The energy storage system is mandated to discharge when it is nearly saturated ( S O C t 1 > 0.85 at the previous time step) and renewable energy generation is sufficient ( R t 1 s > 0.9 ). This prevents overcharging. Conversely, the system is required to charge when its available energy is low ( S O C t 1 < 0.25 at the previous time step) and renewable energy generation is insufficient ( R t 1 s < 0.9 ). This prevents excessive discharging. The terminology used in this paper is summarized in Appendix A.

5. Example Analysis

5.1. Simulation Environment Setup

The experimental data—including the PV generation, wind power output, electrical load, and real-time electricity prices—originated from actual operating records of the CAISO system [27] in California. We utilized 2021–2022 data as the training set for neural network development and reserved the 2023 data for testing.
As shown in Figure 2, the microgrid configuration comprises three 350 kVA diesel generators, two 2000 kWh battery storage units, three 300 kW photovoltaic arrays, two 300 kW wind turbines, and multiple load centers. Key operational parameters include a 1000 kVA power exchange limit with the main grid and battery state-of-charge constraints (10–90% operating range).
This study implements three algorithms sharing identical agent training frameworks: D3QN-BRF(DB), D3QN-MSRM(DM), and CMDP-D3QN-MSRM(CDM). Their neural network architecture consists of two feature extraction modules with fully connected layers sized 5 × 512 and 512 × 512; a value function stream comprising layers 512 × 256 and 256 × 1; and an advantage function stream containing layers 512 × 256 and 512 × 3. Here, dimension 5 corresponds to the state space size, while 3 denotes the action space dimension. All hidden layers employ ReLU activation functions. The implementation, developed in Python3.9, utilizes TensorFlow2.0 for neural network training. The values of the parameters used in the algorithm are shown in Table 1. The experimental setup comprised an 18-core AMD EPYC 9754 CPU, an NVIDIA GeForce RTX 3090 GPU, and 24 GB of RAM. The total training duration was 8 h.

5.2. Analysis of Training Results of Algorithms

The uncertainty and stochasticity inherent in distributed power systems can lead to reward sparsity problems for DRL algorithms, hindering their convergence to the optimal solution. This section evaluates the performance of the MSRM in improving the convergence properties of the reward function by comparing the training reward curves of the algorithms.
As shown in the training reward curves of Figure 3, all three algorithms exhibit convergence behavior around 2000 rounds. The DB algorithm displays substantial reward fluctuations during its early exploration phase. Although converging around 2000 rounds, its reward values subsequently exhibit a decreasing trend. In contrast, both the DM and CDM algorithms demonstrate a gradual and steady increase in their reward values, maintaining a slow upward trajectory throughout. These observations indicate that the BRF-based DRL algorithm, despite convergence, tends to settle toward a suboptimal solution following exploratory fluctuations. Conversely, the MSRM-based DRL algorithm provides more precise guidance, enabling it to achieve a final reward closer to the optimal solution, and yields more stable and reliable learning outcomes.
To evaluate the stability of the algorithms, five independent training runs were conducted for each algorithm using different random seeds. To reduce variance, the final performance after convergence for each run was evaluated by taking the average reward over the last 100 episodes. The results are presented in Table 2.
Table 2 presents the performance statistics of the three algorithms—DB, DM, and CDM—including the average reward, variance, and confidence interval upon convergence over five independent runs. The results clearly demonstrate that the convergence values of all three algorithms exhibit minimal fluctuation across multiple runs. The coefficients of variation (CV) for the DB, DM, and CDM algorithms are 0.00425, 0.00199, and 0.00583, respectively, all below 1%. Therefore, it can be concluded that the DB, DM, and CDM algorithms all demonstrate highly stable and reproducible convergence behavior.

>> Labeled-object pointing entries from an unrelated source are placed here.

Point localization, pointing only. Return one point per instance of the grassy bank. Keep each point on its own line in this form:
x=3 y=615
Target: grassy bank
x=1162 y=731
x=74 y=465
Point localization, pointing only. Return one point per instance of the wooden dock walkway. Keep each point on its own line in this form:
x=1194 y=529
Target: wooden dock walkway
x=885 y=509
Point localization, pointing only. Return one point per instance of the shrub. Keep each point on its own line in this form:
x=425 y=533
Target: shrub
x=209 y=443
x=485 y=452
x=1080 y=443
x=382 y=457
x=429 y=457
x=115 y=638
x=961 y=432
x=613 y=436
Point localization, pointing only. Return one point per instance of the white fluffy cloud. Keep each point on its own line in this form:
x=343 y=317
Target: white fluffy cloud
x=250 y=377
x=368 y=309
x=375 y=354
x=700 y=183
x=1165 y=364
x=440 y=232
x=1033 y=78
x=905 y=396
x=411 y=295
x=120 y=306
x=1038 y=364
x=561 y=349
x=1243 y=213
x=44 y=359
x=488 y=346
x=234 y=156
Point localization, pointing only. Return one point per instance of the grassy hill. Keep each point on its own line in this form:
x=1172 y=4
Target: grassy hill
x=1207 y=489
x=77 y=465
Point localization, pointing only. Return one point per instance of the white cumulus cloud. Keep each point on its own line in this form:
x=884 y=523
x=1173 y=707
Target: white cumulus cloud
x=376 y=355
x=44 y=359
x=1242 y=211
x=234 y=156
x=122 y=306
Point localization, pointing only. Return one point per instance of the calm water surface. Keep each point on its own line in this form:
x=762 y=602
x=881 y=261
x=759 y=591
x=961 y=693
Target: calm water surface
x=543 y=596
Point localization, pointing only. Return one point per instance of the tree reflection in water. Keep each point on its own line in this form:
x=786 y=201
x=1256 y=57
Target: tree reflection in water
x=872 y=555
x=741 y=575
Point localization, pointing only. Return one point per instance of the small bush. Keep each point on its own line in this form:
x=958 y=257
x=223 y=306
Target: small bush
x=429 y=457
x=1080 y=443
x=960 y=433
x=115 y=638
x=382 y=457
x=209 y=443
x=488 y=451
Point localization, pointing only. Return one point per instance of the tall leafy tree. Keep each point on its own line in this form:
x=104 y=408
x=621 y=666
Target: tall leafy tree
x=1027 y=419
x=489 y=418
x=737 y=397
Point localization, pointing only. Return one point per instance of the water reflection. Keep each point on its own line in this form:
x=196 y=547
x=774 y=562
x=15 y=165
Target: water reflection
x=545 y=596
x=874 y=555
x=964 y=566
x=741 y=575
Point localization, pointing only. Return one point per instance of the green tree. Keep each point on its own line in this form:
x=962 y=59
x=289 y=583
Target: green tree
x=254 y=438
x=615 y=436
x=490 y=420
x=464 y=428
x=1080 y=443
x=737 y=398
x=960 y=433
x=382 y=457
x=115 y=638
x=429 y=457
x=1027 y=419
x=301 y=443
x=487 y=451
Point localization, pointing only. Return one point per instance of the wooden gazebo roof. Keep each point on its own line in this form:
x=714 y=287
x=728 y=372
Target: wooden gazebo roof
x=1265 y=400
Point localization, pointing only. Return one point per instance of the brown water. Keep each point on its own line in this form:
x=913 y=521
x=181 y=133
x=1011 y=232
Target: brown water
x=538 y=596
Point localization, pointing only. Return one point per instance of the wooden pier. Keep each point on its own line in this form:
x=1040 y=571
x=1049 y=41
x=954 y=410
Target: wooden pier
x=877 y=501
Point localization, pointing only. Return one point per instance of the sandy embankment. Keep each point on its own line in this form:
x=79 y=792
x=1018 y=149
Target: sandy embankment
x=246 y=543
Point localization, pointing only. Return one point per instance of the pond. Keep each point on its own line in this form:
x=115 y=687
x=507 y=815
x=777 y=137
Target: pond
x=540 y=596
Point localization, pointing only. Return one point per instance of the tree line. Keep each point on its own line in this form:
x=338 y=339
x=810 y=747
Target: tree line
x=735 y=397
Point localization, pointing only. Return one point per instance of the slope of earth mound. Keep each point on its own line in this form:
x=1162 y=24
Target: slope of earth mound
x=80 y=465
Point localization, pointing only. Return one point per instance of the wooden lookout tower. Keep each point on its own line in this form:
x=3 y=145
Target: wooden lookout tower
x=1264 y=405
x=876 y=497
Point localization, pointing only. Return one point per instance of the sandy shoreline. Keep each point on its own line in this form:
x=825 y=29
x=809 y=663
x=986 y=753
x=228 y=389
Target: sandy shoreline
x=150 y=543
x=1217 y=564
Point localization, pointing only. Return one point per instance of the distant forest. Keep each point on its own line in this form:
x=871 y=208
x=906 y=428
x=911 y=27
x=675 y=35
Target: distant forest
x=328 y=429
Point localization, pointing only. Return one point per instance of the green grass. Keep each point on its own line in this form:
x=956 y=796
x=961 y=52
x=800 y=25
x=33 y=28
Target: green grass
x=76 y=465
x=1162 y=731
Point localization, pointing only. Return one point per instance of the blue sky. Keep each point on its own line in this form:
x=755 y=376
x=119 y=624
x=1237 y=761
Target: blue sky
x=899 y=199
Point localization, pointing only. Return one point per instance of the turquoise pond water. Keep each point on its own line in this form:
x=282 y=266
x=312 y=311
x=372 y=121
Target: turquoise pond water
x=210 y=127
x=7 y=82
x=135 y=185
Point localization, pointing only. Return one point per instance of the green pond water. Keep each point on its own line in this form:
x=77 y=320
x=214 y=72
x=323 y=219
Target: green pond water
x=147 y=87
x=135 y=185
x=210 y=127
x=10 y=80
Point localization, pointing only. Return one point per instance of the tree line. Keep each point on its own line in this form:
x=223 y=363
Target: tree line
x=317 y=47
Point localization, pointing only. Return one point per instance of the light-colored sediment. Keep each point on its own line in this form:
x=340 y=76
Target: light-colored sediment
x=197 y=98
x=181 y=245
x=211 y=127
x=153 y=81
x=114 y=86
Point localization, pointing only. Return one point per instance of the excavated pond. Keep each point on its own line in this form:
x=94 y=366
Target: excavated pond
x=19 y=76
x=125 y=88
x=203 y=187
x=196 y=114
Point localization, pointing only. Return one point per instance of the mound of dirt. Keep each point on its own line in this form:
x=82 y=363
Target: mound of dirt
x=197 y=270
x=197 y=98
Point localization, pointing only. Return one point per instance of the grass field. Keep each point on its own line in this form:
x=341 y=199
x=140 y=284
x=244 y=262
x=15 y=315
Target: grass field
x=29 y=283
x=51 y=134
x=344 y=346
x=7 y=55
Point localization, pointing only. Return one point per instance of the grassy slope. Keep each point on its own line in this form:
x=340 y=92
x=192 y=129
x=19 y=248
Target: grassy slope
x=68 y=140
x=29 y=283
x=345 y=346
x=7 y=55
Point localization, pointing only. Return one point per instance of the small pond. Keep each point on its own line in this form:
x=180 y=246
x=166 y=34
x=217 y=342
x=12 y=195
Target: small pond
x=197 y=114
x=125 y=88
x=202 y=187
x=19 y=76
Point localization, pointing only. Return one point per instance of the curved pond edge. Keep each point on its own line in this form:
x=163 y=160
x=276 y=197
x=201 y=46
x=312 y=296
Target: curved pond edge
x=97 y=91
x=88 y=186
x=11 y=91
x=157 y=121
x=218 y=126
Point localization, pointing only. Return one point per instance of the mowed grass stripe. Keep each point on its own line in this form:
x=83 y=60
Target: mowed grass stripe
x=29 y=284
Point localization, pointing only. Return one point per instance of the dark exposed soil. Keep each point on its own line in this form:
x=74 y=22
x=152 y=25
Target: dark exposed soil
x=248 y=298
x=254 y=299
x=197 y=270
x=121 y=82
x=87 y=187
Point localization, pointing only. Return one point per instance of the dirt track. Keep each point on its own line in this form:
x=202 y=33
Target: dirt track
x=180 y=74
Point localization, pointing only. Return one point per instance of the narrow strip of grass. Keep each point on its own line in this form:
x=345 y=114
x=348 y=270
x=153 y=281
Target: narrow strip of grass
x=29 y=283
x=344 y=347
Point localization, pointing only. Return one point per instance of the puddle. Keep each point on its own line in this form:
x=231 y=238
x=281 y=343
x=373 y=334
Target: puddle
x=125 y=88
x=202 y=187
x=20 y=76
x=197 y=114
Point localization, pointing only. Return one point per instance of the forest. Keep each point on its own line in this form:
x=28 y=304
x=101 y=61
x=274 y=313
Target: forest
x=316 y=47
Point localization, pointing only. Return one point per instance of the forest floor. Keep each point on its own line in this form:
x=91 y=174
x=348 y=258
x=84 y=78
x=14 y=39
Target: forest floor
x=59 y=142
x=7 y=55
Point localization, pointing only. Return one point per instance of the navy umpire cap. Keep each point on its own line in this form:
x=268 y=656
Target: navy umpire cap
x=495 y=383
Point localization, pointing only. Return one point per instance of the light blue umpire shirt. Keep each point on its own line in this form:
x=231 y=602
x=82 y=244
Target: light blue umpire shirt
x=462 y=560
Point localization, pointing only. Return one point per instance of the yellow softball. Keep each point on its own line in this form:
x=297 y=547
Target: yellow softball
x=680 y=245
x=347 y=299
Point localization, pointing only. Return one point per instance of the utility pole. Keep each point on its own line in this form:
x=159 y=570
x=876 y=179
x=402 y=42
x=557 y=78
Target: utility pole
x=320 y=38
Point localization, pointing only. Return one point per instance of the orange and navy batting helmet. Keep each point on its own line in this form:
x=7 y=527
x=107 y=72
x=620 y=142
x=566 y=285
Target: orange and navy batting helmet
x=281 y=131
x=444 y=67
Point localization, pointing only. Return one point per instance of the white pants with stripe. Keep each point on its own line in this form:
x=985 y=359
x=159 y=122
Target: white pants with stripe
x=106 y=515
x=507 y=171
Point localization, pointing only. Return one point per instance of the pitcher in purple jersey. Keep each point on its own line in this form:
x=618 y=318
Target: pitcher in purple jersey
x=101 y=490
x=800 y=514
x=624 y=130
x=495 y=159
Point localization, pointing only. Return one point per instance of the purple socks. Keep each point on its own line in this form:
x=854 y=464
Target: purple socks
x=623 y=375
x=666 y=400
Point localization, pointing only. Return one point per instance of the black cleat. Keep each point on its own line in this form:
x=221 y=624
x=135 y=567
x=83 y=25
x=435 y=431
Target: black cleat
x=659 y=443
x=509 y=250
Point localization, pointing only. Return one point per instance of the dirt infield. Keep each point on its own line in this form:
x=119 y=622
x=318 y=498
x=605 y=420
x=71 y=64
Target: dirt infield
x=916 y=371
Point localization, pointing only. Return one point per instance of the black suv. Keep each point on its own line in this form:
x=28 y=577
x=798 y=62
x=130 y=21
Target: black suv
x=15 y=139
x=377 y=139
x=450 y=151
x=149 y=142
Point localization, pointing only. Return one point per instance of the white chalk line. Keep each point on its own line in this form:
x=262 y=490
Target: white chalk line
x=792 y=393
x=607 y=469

5.3. Analysis of Optimization Results of Algorithms

5.3.1. Constraints of the Running Strategy

Complex power flow dynamics impose high-dimensional, multi-period nonlinear constraints on operational optimization, posing challenges for convergence to feasible solutions. This section evaluates the CMDP’s efficacy at enhancing the algorithmic handling of these constraints through a comparative analysis of constraint satisfaction metrics across optimization strategies.
Figure 4 displays the real-time voltage fluctuations across all buses following operational optimization using the CDM algorithm. It can be observed that only Bus 11 experienced a voltage limit violation at 16:00, while all other buses maintained voltages well within the permissible constraints throughout the operational period. The bus voltage conditions for the strategies formulated by the DB and DM algorithms are compared and analyzed in Table 3.
First, regarding the power setpoints for fuel units and energy storage systems during interactions with the main grid, none of the strategies generated by the three algorithms exceeded the prescribed power limits. Moreover, none of the energy storage systems experienced overcharging or over-discharging conditions.
As shown in Table 2, in terms of power balance constraints, the strategy utilizing the MSRM method significantly outperforms the BRF-based strategy across all metrics—the maximum value, minimum value, and standard deviation. The CMDP framework also shows an improved power balance performance.
Under complex power flow conditions, voltage fluctuations at buses 1–5, 7, and 8 are highly consistent across all three algorithms. In contrast, at buses 6 and 9–11, the CDM algorithm reduced voltage deviations by approximately 40% compared to the other two algorithms, and more importantly, resulted in only a single voltage limit violation, whereas the other two algorithms exhibited multiple violations.
These results demonstrate that the CMDP-based DRL algorithm effectively addresses the high-dimensional challenges arising from complex power flow conditions.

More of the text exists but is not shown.